The NHS defines premature menopause as, Premature menopause, or premature ovarian insufficiency (POI), is defined as being menopause that happens before the age of 40. Premature menopause is estimated to affect 1% of women under the age of 40 years and 0.1% of women under the age of 30 years.”

Essentially, it is when menopause occurs spontaneously before the age of 40. It can also be due to surgical intervention before the age of 45. Premature menopause has been associated with an increased risk of Alzheimer’s disease dementia.

How does HT impact menopause?

Though HT improves many severe symptoms related to menopause and can possibly prevent cognitive impairment, a study by the Women’s Health Initiative (WHI) found that, when compared to a placebo, HT use was associated with a nearly two-fold higher increase in dementia.

Corresponding author Rachel Buckley, PhD, of the Department of Neurology at Massachusetts General Hospital (MGH) and colleagues, used positron emission tomography (PET) neuroimaging to understand these results further.
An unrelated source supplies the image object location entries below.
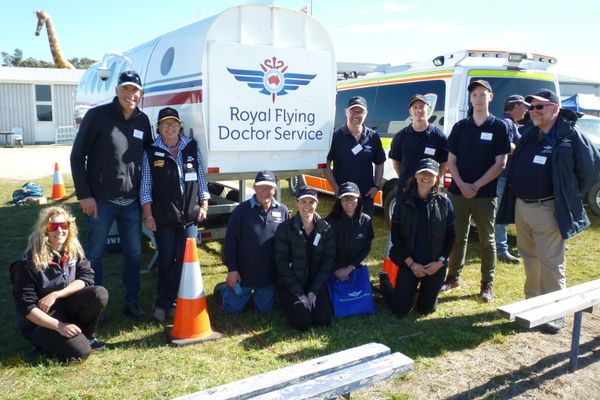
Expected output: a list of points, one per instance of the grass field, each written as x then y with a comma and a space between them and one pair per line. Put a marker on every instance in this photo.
139, 364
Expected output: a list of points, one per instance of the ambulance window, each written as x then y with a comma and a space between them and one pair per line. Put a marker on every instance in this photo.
341, 102
390, 112
167, 61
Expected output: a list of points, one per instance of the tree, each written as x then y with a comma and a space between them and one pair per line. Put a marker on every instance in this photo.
16, 60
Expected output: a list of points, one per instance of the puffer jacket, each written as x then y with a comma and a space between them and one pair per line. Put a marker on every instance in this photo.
575, 168
291, 256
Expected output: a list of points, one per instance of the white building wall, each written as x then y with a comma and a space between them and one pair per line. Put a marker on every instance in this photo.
16, 109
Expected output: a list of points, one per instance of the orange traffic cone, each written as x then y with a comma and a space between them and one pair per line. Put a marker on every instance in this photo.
191, 323
58, 186
388, 265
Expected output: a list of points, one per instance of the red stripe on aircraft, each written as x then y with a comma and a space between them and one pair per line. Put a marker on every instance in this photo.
170, 99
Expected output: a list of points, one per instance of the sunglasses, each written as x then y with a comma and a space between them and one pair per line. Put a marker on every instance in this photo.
53, 226
539, 106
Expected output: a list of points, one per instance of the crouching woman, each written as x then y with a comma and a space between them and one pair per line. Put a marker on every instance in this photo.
422, 238
57, 304
304, 257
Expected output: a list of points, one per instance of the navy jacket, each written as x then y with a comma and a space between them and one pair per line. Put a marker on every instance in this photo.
575, 168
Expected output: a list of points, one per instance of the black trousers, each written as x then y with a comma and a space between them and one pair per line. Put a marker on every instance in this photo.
83, 309
301, 318
400, 300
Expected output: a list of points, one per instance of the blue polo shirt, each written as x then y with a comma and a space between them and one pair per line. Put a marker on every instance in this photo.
352, 163
513, 136
532, 177
410, 146
476, 148
249, 242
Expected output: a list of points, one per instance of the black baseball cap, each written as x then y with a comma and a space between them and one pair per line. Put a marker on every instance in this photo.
348, 189
417, 97
429, 165
479, 82
168, 113
544, 95
130, 78
515, 98
306, 191
265, 178
357, 101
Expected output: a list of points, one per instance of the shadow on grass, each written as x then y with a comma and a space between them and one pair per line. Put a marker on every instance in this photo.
518, 382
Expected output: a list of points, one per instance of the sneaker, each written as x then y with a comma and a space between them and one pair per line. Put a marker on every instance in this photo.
508, 258
134, 311
554, 327
159, 314
450, 284
97, 345
487, 292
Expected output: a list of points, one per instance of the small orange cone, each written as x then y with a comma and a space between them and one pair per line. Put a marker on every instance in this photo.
58, 186
388, 265
191, 323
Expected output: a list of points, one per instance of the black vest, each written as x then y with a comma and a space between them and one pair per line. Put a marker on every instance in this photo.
170, 207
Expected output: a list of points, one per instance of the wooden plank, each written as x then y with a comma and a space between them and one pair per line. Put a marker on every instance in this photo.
511, 310
552, 311
345, 381
259, 384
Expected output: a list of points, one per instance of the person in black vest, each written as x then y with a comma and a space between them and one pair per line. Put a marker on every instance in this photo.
174, 197
304, 257
57, 304
422, 238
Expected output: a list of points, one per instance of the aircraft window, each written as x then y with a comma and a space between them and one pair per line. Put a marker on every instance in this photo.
167, 61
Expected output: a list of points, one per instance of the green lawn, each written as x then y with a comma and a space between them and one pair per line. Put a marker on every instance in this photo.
139, 364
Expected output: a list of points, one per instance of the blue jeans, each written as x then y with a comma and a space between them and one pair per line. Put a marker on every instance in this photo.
170, 243
129, 223
500, 229
264, 299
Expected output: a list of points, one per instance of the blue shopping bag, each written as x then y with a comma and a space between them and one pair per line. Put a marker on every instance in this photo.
352, 297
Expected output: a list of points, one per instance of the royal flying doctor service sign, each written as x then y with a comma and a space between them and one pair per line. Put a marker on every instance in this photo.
265, 98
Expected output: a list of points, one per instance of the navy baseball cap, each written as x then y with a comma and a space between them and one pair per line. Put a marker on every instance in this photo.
429, 165
515, 98
479, 82
348, 189
168, 113
544, 95
265, 178
130, 78
417, 97
306, 191
357, 101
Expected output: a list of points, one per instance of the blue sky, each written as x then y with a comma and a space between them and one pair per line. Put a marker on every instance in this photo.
379, 31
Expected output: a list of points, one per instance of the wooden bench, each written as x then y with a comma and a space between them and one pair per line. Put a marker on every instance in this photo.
562, 303
327, 377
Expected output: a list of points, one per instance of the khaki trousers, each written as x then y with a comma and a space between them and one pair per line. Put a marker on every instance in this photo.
542, 247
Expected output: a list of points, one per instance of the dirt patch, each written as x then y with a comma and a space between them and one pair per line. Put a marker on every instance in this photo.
527, 365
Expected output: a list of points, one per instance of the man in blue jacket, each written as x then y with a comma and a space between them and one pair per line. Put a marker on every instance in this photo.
552, 165
106, 164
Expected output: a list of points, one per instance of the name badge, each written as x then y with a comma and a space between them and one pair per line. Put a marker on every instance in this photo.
138, 134
317, 239
190, 176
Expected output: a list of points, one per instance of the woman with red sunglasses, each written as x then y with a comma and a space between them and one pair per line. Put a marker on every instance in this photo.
57, 304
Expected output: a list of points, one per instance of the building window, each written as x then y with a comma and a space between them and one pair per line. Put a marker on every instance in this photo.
43, 103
They planned to study how the presence of two proteins involved in AD dementia, amyloid-β and tau, related to age at menopause and HT use.
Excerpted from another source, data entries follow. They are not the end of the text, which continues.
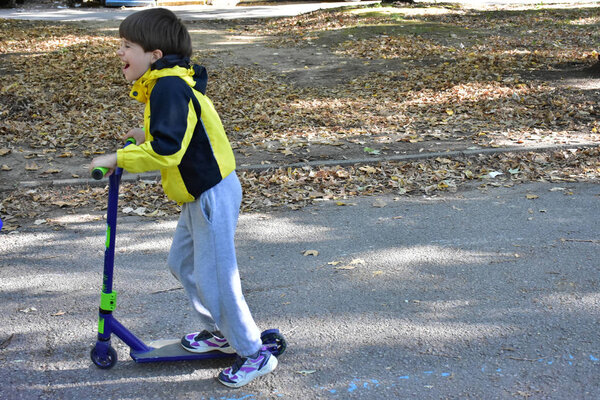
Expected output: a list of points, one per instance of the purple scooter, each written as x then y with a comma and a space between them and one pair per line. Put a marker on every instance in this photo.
103, 354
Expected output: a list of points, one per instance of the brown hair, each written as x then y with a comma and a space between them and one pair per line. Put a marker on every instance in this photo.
157, 29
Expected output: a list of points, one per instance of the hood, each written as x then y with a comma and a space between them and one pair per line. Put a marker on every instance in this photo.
170, 65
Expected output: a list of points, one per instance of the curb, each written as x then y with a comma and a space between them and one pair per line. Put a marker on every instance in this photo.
324, 163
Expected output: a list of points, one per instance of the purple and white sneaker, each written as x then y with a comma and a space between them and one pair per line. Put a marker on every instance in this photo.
246, 369
203, 342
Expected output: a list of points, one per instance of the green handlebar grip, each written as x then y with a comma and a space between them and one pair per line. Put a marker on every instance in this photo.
99, 172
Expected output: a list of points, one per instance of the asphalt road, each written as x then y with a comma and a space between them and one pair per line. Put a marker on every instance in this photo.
478, 294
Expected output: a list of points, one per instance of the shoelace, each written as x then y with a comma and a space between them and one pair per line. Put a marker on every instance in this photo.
239, 361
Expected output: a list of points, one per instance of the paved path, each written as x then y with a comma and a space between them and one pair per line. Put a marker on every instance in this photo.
480, 294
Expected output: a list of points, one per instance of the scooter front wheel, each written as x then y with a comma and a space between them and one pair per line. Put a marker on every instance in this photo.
104, 363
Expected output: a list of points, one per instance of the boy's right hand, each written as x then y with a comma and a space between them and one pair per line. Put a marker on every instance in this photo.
136, 133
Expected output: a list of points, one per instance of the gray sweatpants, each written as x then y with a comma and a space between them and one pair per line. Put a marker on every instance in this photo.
202, 258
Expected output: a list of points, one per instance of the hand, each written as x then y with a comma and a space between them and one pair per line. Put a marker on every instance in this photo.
136, 133
107, 161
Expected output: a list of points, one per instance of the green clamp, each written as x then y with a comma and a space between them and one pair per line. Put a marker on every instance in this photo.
108, 301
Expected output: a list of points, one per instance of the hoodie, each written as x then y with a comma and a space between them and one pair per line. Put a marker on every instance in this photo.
185, 138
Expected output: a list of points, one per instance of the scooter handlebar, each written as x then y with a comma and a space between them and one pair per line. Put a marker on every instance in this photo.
99, 172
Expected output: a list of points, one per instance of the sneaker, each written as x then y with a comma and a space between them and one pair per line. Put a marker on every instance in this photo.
202, 342
246, 369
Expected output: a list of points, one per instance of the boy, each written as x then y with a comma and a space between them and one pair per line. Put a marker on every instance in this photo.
184, 138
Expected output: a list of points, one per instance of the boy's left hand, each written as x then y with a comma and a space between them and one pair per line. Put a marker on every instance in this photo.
107, 161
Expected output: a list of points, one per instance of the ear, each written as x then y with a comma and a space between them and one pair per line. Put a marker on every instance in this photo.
156, 55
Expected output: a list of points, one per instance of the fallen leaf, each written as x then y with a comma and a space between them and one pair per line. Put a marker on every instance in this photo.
305, 372
379, 203
58, 314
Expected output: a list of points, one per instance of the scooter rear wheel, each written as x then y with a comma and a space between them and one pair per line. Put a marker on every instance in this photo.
274, 341
104, 363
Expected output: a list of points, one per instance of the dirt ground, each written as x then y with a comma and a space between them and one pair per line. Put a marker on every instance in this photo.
219, 44
315, 65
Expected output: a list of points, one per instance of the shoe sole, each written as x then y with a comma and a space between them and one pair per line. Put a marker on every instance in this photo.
230, 350
270, 367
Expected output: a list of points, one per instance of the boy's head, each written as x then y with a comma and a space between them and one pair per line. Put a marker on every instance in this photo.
157, 29
149, 35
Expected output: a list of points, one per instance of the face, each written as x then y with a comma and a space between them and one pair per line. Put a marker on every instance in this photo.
136, 60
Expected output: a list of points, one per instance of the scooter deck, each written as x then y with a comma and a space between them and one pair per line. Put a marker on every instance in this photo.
171, 350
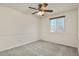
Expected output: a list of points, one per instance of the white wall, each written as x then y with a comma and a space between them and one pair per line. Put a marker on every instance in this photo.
68, 37
78, 29
16, 28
‘When it comes to hormone therapy, timing is everything’

“When it comes to hormone therapy, timing is everything,” adds co-author JoAnn Manson, MD, MPH, DrPH, one of the lead investigators of the WHI and chief of the Division of Preventive Medicine at Brigham and Women’s Hospital.

“Our previous findings from the WHI suggested that starting HT early in menopause, rather than late initiation, provides better outcomes for heart disease, cognitive function, and all-cause mortality — and this study suggests that the same is true for tau deposition.”

The researchers analyzed PET scans from 292 cognitively unimpaired adults and data from the Wisconsin Registry for Alzheimer’s Prevention (WRAP) to determine levels of amyloid-β and tau in seven brain regions.

Tau, which is present in greater quantities in women than men in these brain regions, was the primary focus of the investigation. This is because tau can help us to explore the sex-specific aspects of AD dementia.

The link between delayed hormone therapy and Alzheimer’s disease dementia

Buckley explains: “HT is the most reliable way to ameliorate severe menopause symptoms, but over the last few decades, there has been a lack of clarity on how HT affects the brain.

“We found that the highest levels of tau, a protein involved in Alzheimer’s disease, were only observed in hormone therapy users who reported a long delay between age at menopause onset and their initiation of hormone therapy.

“The idea that tau deposition may underlie the association between late hormone therapy intervention and Alzheimer’s disease dementia was a huge finding, something that hadn’t been seen before.”

Women have greater levels of tau compared to men of the same age

Women had greater levels of tau compared to men of the same age, but this is to be expected. This was especially true in cases with elevated amyloid-β.

Researchers found that an association between abnormal levels of amyloid-β and tau was much stronger in women who had earlier menopause onset.

Tau levels were high in the entorhinal and inferior temporal regions. This is located close to the memory centre of the brain. It is known to be involved in the progression of AD dementia.

Many women who experience premature menopause use HT, and so the team wanted to see if HT use was associated with amyloid-β and tau. They observed that late initiation of HT, a minimum of five years after menopause, drove this relationship.

The future of researching the link between hormone therapy and Alzheimer’s disease

Researchers plan further to study the sex-specific risk factors for AD dementia. This means analyzing biological signatures, including:

  • Sex hormones
  • Blood plasma
  • X-chromosome

Understanding tau’s role in women and its impact on the brain is also vital. Earlier menopause and late HT initiation may be associated with increased tau, even in cognitively unimpaired women.

“Up to 10% of women experience premature or early menopause, and our findings suggest that earlier age at menopause may be a risk factor for AD dementia,” said first author Gillian Coughlan, PhD, of the MGH Department of Neurology.

“Hormone therapy can have negative effects on cognition, but only if initiated several years after age at menopause. These observational findings support clinical guidelines that state hormone therapy should be administered close to menopause onset, but not several years after.”